Alors que le positionnement des communautés scientifiques responsables du développement des archives ouvertes est le résultat de plus de 30 ans de réflexion et développement, notre communauté débute seulement ses réflexions. Les avancées s'accompliront tout à la fois en inscrivant ce thème dans notre recherche, en restant cohérent avec celles que d'autres communautés ont élaborées sur des thématiques plus large que les nôtres, et en restant pragmatique, au sens où la recherche de solutions simples et immédiatement applicables doit s'imposer afin de ne pas ralentir le travail des chercheurs. Pour ne prendre qu'un exemple, nombres d'universités étrangères ont depuis longtemps adopté des positions sur l'éthique propres à leurs institutions, qui contraignent fortement le montage des expérimentations et plus encore la diffusion des résultats. Ces règlements édictés dans un contexte ancien ont certes besoin d'être considérés, mais surtout re-considérés à la lumière des nouveaux contextes et enjeux.

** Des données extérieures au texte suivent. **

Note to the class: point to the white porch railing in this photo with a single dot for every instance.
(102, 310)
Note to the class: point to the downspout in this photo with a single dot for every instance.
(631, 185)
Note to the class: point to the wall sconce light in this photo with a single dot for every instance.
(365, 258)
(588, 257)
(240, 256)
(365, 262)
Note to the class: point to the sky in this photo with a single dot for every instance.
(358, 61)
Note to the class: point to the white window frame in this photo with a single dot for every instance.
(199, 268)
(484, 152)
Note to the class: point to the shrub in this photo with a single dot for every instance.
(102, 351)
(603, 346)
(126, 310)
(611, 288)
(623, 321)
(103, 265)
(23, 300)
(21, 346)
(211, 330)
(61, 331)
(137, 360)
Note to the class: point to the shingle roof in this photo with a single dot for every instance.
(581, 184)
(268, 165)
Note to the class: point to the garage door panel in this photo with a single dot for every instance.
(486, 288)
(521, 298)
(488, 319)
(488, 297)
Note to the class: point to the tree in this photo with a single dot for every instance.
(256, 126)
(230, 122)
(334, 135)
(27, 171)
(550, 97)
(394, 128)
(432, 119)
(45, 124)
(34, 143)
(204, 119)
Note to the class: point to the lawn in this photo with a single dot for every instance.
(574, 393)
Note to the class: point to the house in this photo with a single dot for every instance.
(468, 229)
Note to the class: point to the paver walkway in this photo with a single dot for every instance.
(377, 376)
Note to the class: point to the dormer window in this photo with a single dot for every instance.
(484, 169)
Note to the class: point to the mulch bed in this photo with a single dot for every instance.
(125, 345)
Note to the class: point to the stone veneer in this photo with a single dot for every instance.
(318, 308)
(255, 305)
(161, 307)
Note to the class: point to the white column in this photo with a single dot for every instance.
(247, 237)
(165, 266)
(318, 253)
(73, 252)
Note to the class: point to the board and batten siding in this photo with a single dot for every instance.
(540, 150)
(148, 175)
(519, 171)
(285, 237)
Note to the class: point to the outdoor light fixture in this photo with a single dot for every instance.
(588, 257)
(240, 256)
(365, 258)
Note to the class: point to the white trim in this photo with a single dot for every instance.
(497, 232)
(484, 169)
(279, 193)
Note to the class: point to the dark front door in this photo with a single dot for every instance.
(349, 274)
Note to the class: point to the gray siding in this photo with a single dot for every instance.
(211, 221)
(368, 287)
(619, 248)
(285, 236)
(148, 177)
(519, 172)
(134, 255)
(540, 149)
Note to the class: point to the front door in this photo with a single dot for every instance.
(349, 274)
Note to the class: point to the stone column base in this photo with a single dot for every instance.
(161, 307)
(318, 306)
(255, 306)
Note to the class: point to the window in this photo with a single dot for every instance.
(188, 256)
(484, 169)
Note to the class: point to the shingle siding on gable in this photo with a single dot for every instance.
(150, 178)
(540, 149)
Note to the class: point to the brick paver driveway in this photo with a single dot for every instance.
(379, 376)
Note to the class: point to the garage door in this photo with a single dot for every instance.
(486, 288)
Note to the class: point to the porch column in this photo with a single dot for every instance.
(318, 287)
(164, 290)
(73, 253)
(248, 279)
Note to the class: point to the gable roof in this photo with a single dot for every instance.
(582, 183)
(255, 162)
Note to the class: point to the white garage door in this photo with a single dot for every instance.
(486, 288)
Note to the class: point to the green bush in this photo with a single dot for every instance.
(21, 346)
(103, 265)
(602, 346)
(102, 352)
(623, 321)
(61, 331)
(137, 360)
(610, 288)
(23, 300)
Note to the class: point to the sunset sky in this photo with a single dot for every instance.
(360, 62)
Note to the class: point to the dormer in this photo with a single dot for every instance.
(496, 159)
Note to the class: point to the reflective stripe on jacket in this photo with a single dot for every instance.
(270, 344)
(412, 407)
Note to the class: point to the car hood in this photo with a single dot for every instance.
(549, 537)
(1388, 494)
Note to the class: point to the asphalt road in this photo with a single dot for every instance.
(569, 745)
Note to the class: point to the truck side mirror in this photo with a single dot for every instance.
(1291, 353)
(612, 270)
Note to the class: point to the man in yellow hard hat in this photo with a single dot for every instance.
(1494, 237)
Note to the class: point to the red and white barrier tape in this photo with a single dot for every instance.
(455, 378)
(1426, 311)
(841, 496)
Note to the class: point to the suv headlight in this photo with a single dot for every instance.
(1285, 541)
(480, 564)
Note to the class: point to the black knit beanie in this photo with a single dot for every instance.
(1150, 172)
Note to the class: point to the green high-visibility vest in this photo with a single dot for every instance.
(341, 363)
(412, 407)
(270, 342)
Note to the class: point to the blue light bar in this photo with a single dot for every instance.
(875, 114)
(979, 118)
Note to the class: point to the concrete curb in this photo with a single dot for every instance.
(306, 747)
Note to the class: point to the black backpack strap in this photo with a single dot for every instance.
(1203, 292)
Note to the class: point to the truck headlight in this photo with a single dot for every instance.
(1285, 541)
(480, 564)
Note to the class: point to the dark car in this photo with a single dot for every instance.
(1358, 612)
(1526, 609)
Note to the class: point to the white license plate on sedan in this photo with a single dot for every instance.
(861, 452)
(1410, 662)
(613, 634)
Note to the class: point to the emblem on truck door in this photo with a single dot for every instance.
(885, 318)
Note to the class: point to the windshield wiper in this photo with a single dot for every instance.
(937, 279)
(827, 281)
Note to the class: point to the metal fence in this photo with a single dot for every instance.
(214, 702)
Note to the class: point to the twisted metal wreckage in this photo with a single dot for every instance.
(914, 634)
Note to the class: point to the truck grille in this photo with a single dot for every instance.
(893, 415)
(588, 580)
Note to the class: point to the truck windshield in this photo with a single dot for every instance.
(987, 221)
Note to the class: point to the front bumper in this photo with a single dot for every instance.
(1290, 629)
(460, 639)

Nous nous contenterons ici de lister les différents points qui font l'objet d'un travail spécifique au sein du projet Mulce, en coopération avec d'autres projets, et sont en rapport avec le constituant " Licence " introduit en section 2 :

- La licence de dépôt, celle que les responsables de corpus signeront au moment du dépôt de corpus ou d'analyses. Elle stipulera la reconnaissance du travail des auteurs / contributeurs ayant permis de créer l'objet du dépôt, la cession non exclusive dans le respect des droits sur les matériaux engagés, l'acceptation de la mise en accès libre conformément à la licence d'utilisation, en distinguant éventuellement au sein des matériaux ce qui est directement accessible aux internautes anonymes et ce qui doit être réservé aux chercheurs et éducateurs identifiés. Enfin, le responsable devra garantir être en possession de l'ensemble des contrats de cession des droits signés par les acteurs de la formation et de la table reliant codes d'acteurs dans la partie diffusée et identités dans la partie conservée par l'institution d'origine (cf. licence privée en figure 3).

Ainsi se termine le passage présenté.